Abstract:
Due to the sublimation and perfection of human knowledge in economics, the
concept of efficiency developed in the past two decades and the measurement of
it, based on different theories and practice. In economics, efficiency means the
maximum of possible output from a certain amount of input. The efficiency is
very important for developing countries Because these countries face to a shortage
of inputs, production factors and technologies. So the usage of existing resources
is critical for these countries. This paper aims to evaluate and rank the financial
performance of the chemical firms listed in Tehran stock exchange. We Use the
data environment analysis and TOPSIS methods. This research includes one major
question that which company performs better due to the financial ratios. The sample
includes the firms in Tehran Stock Exchange within a 3-year period (2013-
2015). The Results show that Ahvas Petrochemical company, Persian Gulf Petrochemical
Industry company and Iran Chemical Industries company are more
efficient than others
Machine summary:
Financial; Performance; TOPSIS ABSTRACT Due to the sublimation and perfection of human knowledge in economics, the concept of efficiency developed in the past two decades and the measurement of it, based on different theories and practice.
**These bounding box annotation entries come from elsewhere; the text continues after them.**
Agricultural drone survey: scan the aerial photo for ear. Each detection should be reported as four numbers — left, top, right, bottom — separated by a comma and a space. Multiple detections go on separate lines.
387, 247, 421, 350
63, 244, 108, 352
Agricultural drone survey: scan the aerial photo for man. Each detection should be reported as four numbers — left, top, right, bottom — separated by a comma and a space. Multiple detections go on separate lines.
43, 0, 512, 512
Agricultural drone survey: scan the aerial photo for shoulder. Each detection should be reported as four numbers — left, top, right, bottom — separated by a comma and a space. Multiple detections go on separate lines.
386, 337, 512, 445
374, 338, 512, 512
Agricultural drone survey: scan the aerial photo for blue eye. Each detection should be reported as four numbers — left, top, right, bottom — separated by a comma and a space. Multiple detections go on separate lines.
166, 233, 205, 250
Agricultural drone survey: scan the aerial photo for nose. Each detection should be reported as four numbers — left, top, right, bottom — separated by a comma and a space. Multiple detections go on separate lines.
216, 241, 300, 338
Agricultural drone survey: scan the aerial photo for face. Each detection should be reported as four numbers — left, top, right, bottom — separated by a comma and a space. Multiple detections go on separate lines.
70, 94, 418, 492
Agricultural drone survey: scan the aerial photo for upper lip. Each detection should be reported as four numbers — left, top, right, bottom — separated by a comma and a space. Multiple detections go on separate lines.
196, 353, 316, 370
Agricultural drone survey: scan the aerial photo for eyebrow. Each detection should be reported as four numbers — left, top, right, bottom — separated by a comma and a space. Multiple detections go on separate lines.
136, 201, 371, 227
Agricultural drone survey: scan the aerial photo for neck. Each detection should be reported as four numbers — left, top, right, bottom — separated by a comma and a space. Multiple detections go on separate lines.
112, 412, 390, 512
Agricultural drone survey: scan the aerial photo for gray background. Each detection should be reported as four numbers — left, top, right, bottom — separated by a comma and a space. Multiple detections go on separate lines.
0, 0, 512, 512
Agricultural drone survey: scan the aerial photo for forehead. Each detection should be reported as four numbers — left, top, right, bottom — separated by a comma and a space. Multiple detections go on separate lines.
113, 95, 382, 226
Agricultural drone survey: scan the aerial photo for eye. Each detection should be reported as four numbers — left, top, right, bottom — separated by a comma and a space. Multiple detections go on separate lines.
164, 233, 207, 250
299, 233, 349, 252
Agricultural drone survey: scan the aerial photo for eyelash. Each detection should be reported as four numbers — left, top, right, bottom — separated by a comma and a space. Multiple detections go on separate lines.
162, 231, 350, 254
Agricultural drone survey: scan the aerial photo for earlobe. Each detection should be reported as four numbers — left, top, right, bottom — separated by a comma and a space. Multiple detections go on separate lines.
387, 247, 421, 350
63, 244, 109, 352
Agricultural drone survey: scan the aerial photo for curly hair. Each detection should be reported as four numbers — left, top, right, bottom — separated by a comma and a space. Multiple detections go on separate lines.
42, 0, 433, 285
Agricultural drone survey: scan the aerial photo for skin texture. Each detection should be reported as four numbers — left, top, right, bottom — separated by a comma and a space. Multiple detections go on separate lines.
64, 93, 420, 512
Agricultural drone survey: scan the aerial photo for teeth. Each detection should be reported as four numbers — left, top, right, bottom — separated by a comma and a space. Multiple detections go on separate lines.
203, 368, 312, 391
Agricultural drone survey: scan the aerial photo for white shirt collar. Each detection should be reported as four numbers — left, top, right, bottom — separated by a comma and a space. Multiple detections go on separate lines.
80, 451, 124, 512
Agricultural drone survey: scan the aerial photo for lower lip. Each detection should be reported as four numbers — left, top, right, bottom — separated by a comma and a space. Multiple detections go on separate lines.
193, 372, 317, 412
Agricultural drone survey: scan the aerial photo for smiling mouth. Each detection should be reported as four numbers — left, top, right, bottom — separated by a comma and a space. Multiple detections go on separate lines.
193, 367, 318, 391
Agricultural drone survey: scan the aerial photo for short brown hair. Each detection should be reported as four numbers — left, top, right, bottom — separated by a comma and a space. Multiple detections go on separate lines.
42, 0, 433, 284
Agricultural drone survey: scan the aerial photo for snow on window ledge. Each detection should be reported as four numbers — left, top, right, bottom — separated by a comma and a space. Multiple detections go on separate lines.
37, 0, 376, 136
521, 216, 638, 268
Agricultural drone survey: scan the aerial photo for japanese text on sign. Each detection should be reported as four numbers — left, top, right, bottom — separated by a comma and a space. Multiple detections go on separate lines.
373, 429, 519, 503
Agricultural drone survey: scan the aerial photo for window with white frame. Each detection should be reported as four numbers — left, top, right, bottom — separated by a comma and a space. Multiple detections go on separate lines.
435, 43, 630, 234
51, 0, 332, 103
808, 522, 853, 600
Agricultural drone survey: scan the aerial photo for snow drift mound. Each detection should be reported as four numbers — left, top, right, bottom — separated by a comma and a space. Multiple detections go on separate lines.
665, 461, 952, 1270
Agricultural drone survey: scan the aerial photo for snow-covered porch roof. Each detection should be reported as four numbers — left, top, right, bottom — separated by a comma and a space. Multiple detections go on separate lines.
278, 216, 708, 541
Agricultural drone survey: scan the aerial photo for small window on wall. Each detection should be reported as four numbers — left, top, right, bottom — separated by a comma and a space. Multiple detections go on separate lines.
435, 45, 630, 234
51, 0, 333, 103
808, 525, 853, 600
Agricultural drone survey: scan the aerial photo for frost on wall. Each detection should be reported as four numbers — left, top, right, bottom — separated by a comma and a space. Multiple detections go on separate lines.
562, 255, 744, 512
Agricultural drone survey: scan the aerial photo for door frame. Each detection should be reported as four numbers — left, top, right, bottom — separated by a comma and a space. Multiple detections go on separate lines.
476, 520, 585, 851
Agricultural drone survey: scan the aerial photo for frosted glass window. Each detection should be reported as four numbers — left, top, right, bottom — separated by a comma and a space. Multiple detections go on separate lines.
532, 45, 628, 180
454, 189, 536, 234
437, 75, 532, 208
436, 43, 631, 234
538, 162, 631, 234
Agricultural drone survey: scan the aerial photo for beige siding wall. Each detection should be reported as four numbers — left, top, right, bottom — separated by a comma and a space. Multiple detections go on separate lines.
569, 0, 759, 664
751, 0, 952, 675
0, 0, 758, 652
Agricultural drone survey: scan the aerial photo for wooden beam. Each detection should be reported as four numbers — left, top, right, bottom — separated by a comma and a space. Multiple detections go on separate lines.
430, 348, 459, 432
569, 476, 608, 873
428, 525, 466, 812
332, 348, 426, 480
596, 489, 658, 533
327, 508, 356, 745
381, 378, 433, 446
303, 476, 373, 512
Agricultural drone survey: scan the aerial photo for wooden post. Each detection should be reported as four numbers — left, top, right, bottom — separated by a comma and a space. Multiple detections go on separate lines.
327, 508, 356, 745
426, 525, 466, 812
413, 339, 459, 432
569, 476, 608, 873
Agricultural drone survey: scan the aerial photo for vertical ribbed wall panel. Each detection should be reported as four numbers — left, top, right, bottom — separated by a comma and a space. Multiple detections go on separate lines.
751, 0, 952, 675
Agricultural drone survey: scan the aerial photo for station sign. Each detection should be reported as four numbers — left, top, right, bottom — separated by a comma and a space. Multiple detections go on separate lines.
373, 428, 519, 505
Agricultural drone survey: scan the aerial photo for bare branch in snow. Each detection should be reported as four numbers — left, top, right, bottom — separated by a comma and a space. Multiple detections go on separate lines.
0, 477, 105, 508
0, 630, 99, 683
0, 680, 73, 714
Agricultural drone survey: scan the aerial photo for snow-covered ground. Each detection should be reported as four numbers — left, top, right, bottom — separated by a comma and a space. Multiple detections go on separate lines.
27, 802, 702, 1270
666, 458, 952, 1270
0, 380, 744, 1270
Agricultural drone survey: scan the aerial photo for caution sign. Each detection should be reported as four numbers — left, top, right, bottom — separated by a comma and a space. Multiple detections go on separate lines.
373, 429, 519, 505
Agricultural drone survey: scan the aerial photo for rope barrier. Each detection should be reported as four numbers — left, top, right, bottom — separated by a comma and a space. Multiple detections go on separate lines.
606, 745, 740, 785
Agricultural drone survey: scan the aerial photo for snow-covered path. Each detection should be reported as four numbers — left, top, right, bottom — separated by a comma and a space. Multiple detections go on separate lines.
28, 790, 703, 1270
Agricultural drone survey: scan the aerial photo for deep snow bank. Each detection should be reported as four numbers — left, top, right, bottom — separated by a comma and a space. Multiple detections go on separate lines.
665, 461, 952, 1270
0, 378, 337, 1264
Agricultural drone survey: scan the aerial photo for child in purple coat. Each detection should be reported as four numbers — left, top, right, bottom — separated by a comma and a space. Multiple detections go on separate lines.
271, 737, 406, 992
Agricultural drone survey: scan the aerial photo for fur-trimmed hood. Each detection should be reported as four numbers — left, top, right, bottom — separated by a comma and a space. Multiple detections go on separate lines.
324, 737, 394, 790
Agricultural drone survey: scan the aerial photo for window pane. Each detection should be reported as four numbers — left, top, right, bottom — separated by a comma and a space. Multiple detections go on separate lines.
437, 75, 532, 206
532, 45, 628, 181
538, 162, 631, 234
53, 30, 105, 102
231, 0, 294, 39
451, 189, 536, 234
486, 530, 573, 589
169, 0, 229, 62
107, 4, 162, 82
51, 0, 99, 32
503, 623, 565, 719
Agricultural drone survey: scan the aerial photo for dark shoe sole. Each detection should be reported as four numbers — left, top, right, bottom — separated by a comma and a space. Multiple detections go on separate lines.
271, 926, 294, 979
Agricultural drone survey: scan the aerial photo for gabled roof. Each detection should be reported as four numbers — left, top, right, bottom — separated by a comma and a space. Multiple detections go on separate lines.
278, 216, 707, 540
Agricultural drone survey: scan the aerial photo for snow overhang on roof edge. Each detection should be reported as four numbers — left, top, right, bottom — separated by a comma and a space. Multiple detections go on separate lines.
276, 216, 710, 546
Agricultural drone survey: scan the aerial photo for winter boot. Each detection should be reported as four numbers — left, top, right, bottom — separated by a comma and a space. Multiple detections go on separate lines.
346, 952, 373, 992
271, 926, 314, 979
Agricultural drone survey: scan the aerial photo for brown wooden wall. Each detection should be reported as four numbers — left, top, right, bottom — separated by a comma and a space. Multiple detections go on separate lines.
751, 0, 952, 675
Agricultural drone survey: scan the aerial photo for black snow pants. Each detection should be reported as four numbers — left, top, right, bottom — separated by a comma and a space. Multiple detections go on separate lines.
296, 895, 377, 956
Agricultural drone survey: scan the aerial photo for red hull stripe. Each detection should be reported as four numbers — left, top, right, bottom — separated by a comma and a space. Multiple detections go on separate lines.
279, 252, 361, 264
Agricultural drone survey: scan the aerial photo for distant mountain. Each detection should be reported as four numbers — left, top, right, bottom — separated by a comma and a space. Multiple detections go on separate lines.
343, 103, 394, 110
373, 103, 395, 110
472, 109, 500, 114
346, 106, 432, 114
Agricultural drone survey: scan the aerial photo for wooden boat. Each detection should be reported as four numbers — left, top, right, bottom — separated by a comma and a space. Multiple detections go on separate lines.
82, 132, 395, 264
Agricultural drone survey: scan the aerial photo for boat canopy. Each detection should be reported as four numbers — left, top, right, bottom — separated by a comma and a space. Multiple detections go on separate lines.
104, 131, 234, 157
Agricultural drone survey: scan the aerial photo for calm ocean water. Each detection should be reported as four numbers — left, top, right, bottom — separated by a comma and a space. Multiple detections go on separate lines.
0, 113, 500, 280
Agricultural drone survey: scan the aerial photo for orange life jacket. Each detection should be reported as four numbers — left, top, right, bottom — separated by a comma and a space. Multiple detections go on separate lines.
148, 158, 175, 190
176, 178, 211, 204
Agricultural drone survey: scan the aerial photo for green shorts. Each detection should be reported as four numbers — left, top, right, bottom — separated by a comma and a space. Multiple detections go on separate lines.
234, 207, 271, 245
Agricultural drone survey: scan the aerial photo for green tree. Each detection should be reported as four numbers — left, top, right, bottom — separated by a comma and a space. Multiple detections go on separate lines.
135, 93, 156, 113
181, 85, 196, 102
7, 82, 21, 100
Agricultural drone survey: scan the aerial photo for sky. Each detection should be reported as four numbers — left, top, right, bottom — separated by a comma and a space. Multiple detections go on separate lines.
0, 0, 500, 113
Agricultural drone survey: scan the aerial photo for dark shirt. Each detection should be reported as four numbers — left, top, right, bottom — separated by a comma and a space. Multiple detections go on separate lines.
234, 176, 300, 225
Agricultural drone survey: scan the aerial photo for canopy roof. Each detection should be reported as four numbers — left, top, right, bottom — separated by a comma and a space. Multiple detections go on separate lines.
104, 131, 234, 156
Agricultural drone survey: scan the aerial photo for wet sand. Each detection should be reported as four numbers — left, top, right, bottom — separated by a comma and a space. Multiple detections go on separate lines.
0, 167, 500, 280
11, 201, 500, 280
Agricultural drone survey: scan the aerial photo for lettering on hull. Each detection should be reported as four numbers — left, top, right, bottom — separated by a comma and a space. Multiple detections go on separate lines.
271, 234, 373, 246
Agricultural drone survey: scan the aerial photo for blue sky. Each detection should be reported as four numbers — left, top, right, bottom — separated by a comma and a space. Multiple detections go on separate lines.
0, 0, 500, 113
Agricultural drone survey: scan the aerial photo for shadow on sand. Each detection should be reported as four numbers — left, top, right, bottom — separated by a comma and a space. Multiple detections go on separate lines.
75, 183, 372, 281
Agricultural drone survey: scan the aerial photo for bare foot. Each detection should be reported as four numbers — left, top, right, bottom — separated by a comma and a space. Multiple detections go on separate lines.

This paper aims to evaluate and rank the financial performance of the chemical firms listed in Tehran stock exchange.
This research includes one major question that which company performs better due to the financial ratios.
1 Introduction Evaluating firm performance using financial ratios has been a traditional yet powerful tool for deci- sion-makers, including business analysts, creditors, investors, and financial managers.
Seeking excellence and perfection of human knowledge in economics, efficiency concept developed in the last two decades, based on different theories, its measurement is possible and practical.
In economics, efficiency means maximum produc- tion output is possible by using a certain amount of input into two sections.
Use of financial ratios to assess the firm performance is not new.
For instance, Horrigan [12] claimed that the development of financial ratios ought to be a unique product of the evolution of accounting procedures and practices in the U.
In fact, a vast majority of the recent studies focused on analyzing and potentially predicting bankruptcy as a means to identify char- acteristics (in term of financial ratios) of good or bad-performing firms and their potential val- ues.
O. , Some empirical bases of financial ratio analysis, The Accounting Review, 1965, 40(3), P.